Hasil analisis SWOT diteruskan ke dalam AHP untuk menentukan bobot prioritas
masing-masing elemen pada setiap tingkatan. Penentuan prioritas dilakukan oleh 16
orang pakar. Dan sebanyak 8 orang diantaranya memberikan jawaban yang
konsisten. Berdasarkan analisis tersebut, terlihat bahwa Faktor yang paling
berpengaruh untuk meningkatkan penerimaan Pajak Daerah berturut-turut adalah
Undang-undang Pajak Daerah dan Perda, kepatuhan wajib pajak , potensi pajak,
sumber daya manusia, pertumbuhan ekonomi, basis pajak dan dukungan instansi
terkait. Undang-undang pajak merupakan faktor yang paling kuat pengaruhnya
karena merupakan payung hukum dalam pemungutan pajak. Oleh karena itu aturan
perpajakan harus dipertegas dan diperjelas. Aturan yang belum ada dituangkan
dalam UU pajak daerah seharusnya diperbaiki sehingga semakin memperkuat
payung hukumnya.
Aktor yang berperan dalam peningkatan penerimaan pajak daerah berturut-turut
adalah Pemda (eksekutif), aparat pajak dan pimpinan, anggota legislatif dan
masyarakat pembayar pajak. Hasil ini menunjukkan pentingnya peranan pemerintah
daerah dalam dalam upaya peningkatan penerimaaan pajak daerah. Bahwa pajak
daerah pemungutannya dilakukan dengan bekerja sama dengan instansi terkait.

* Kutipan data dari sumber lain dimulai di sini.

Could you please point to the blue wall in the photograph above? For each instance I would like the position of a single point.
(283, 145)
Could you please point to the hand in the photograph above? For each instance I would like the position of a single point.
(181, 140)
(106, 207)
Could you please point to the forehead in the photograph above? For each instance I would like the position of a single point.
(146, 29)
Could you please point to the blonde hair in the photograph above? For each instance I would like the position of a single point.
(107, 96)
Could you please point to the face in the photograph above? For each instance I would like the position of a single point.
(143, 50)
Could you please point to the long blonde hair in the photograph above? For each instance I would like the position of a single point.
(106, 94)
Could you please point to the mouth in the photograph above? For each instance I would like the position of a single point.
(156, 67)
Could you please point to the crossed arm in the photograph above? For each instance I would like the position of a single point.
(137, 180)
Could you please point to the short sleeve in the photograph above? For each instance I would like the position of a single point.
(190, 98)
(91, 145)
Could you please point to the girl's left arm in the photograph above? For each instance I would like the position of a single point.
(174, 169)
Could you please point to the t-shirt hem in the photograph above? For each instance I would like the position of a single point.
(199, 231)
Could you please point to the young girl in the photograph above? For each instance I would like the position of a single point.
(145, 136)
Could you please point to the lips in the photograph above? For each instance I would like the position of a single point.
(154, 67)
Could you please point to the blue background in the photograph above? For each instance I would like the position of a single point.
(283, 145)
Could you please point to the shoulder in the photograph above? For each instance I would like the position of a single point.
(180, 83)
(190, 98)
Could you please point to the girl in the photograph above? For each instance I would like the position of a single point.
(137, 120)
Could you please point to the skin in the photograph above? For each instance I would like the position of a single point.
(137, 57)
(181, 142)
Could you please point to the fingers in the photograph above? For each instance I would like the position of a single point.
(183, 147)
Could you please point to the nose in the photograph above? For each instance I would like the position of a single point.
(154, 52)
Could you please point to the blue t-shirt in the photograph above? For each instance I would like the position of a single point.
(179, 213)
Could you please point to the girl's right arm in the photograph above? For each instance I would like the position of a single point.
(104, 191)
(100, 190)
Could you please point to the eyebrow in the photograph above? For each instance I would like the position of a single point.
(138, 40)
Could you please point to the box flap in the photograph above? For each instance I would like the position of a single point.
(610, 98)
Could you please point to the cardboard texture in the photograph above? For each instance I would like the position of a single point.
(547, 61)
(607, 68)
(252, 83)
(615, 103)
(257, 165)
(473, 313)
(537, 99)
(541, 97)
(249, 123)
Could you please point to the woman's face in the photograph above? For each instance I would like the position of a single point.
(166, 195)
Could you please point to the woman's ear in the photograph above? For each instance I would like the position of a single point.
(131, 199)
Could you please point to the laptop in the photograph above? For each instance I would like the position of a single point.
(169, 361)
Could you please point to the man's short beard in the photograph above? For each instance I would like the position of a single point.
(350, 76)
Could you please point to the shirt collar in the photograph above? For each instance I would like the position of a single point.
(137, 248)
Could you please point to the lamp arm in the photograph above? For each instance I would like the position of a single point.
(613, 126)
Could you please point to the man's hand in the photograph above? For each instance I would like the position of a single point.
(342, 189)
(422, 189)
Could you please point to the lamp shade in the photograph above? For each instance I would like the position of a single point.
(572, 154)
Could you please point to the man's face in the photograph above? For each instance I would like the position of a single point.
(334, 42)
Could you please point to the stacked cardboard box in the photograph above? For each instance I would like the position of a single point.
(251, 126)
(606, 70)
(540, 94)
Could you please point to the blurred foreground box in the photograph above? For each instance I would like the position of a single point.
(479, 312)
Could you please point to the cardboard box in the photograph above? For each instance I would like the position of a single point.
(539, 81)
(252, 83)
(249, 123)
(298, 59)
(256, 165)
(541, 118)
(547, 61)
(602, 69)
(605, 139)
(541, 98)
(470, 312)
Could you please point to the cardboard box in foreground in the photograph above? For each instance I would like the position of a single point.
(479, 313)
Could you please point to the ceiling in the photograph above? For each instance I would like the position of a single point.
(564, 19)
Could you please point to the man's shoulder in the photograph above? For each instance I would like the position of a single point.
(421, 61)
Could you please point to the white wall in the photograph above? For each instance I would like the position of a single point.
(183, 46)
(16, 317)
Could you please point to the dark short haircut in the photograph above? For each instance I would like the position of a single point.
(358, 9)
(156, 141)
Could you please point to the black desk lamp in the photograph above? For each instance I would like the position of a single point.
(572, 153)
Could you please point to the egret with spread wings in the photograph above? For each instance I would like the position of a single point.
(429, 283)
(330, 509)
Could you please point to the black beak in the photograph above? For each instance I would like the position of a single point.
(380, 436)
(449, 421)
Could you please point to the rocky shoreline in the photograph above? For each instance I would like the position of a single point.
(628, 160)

Sedangkan Dinas Pendapatan Provinsi Riau berlaku sebagai pengelola penerimaan
pajak, sehingga perlu peranan politik pemda (eksekutif) memberikan dorongan
kepada instansi terkait. Dengan demikian potensi pajak dapat digali.
Aparat pajak dan pimpinan berperan dalam upaya, menjalankan aturan Undangundang
dan perda, meningkakan kualitas SDM, meningkatkan kepatuhan wajib
pajak, menggali potensi pajak, meningkatkan kerjasaman dengan instansi terkait.
Legislatif berperan secara bersama-sama dengan pemda membentuk peraturanperaturan
perundang-undangan, memperbaiki aturan perundangan dan menggali
potensi pajak. Terakhir masyarakat berkaitan dengan kepatuhan kepada aturan
perpajakan dan peningkatan ekonomi masyarakat.
Dilihat dari tujuan yang akan dicapai, prioritas tujuan berturut-turut adalah
optimalisasi penerimaan pajak, penegakan hukum, pelayanan prima, kerjasama
dengan instansi terkait dan penyuluhan & sosialisasi pajak.
Dan prioritas alternatif strategi yang akan diterapkan untuk mencapai tujuan yang
telah ditetapkan berturut-turut adalah : meningkatkan kualitas & kuantitas
pemungutan pajak, mengembangkan penyuluhan dan pelayanan prima, memberikan
pendidikan dan pelatihan yang cukup kepada pegawai, menerapkan sistem rekrut &
penempatan aparat pada posisi yang tepat, menerapkan sanksi hukum,
memperjelas pola kerja sama dengan instansi terkait, memperbaiki basis pajak yang
dipungut, dan menghapus pajak daerah yang tidak efektif.